Estos programas nacen de acuerdos con, entre otros, la Consejería de Igualdad y Bienestar Social, La Caixa e incluso particulares.

 

Esta institución lleva funcionando diez años, por lo que, en palabras de Cristina Pavón, "esta distinción supone un importante aliento, ya que llevamos a cabo una lucha muy dura.
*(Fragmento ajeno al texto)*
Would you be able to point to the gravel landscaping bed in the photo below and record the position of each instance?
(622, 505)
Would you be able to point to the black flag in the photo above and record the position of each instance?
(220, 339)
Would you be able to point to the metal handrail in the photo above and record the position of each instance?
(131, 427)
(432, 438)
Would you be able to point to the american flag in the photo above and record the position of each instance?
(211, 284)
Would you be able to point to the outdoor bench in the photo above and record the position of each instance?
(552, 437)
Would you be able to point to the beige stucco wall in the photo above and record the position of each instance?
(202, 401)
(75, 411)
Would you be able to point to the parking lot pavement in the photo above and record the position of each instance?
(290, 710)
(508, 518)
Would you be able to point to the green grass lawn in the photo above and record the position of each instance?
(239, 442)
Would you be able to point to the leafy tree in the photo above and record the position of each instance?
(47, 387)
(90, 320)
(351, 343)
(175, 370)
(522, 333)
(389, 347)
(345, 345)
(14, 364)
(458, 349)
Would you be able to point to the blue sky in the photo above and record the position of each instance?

Tanto cuando empezamos como ahora hay mucho desconocimiento acerca del maltrato a la mujer".

 

El denominador común de las mujeres que acuden a esta fundación en busca de ayuda es que han sufrido exclusión laboral o financiera. Suelen tener menores a su cargo, ya que se trata de madres solteras o separadas y muchas han padecido malos tratos físicos y psíquicos. En cuanto a la edad, «las hay desde muy jóvenes hasta pasados los sesenta», según aclaraba la presidenta de Genus, quien añadió que la sociedad y los medios de comunicación requieren formación sobre los malos tratos para poder prestar la ayuda necesaria.

 

"Es fundamental que los medios tengan la formación adecuada para poder contar lo que ocurre, así como retomar una serie de valores por parte de la sociedad que fomenten el respeto al derecho del otro a progresar", aseveró Cristina Pavón.